UFOs visited several towns in Maine, the largest state in the USA's northeastern region, on Tuesday, January 27, 1998, in an astounding one-night flap.

A UFO visited Deer Island in Penobscot Bay, on Maine's Atlantic Ocean coast, illuminating several homes.

Janet Stanley of Stonington, Me. (population 700), a port town on the southern tip of the island, had just turned on her TV set to watch President Clinton's State of the Union speech. As she entered the bathroom, she "was startled by an immensely bright blue light that came through the miniblinds on her west-facing window." Opening the blinds, "she saw the western sky filled with a deep bright blue (glow) with yellow vertical streaks resembling lightning strikes."

Nine miles to the north, in Little Deer Isle, Me., "Seth Harkness was watching the ten minutes after nine (9:10 p.m.) when a blinding white light came through the east-facing windows of his living room."

In St. Agatha, Me., Pam Pelletier was taking her dog for a walk when she "began hearing a series of huge sky explosions, maybe 7 or 8 of them." The incident took place at 7:30 p.m.

At 9:10 p.m., Grace Ouellette was at her home near Long Lake in Madawaska, Me. (population 3,653), a town on the Canadian border approximately 215 miles (344 kilometers) north of Bangor when she spotted "a large orange ball with white flashing lights." At first she thought it was a small plane about to crash at the airport in nearby Frenchville (population 475).

Across the St. Johns River, in St. Francois de Madawaska, New Brunswick, Canada, Roger Bard "reported that he had seen a ball of fire go down on the American side of the river. 'It did not look like a falling star,' he said."

St. Francois de Madawaska is 213 miles (341 kilometers) northwest of Fredericton, capital of New Brunswick province.

In Millinocket, Me. (population 6,922), a small city 69 miles (110 kilometers) north of Bangor, Ellen Cousins "said she saw a bright orange streak as she looked north at 7:30 p.m."

Evelyn Robinson was driving on Interstate Highway 95 from Houlton (population 5,627) to Island Falls (population 650) at 9:30 p.m. when she "spotted a huge blue-green light streaking from east to west and leaving sparks behind."

"Robinson said, 'It was very fast, falling to the ground at a 45 degree angle. It was very startling and unnerved me a bit.'"

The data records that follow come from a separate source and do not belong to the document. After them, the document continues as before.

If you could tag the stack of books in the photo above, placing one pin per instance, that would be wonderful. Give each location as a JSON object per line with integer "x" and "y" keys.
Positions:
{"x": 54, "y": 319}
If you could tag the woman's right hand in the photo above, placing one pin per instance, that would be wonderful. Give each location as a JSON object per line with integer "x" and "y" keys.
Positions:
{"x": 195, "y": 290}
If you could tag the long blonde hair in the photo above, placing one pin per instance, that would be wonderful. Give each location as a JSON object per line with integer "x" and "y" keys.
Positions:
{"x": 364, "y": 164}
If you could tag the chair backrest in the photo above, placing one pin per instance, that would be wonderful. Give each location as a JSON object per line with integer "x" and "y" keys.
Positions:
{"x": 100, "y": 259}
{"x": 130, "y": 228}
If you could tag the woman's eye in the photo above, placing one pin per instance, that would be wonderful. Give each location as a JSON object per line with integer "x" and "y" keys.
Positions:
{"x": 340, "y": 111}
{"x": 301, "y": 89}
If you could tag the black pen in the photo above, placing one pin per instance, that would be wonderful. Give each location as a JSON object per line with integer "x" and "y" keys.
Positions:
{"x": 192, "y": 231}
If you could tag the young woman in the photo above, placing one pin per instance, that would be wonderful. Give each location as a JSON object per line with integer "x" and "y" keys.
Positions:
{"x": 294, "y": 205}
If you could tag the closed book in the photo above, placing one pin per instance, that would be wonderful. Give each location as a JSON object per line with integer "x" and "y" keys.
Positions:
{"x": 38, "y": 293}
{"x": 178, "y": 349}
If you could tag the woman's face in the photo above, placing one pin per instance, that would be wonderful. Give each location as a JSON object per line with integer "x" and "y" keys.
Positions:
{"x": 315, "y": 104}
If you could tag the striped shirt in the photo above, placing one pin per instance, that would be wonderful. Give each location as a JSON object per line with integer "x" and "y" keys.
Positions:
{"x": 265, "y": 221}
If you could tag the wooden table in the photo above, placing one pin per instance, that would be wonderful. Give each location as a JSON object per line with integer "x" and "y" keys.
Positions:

In Oakland, Me. (population 3,510), located on Maine Highway 11 about 60 miles (100 kilometers) north of Bangor, local police Officer Rick Stubbert "received a report of something falling from the sky into McGrath Pond...and planned to send divers out on Friday."

Elsewhere in Oakland, Kelly Sirois and her father, Ron Sirois, "heard loud explosions at 8:30 and at 10:30 p.m. that caused both to think that something had impacted with their house."

UFO phenomena were also reported in Deer Isle, six miles (10 kilometers) north of Stonington, and in Lincoln, Me. (population 3,399), a town on Highway 6 approximately 49 miles (78 kilometers) north of Bangor.

(See the Bangor Daily News for January 30, 1998, "Witnesses see fireball in sky near Madawaska" and "More witnesses report seeing bright-colored county fireball." Many thanks to Gordon J. Gianninoto for these news stories.)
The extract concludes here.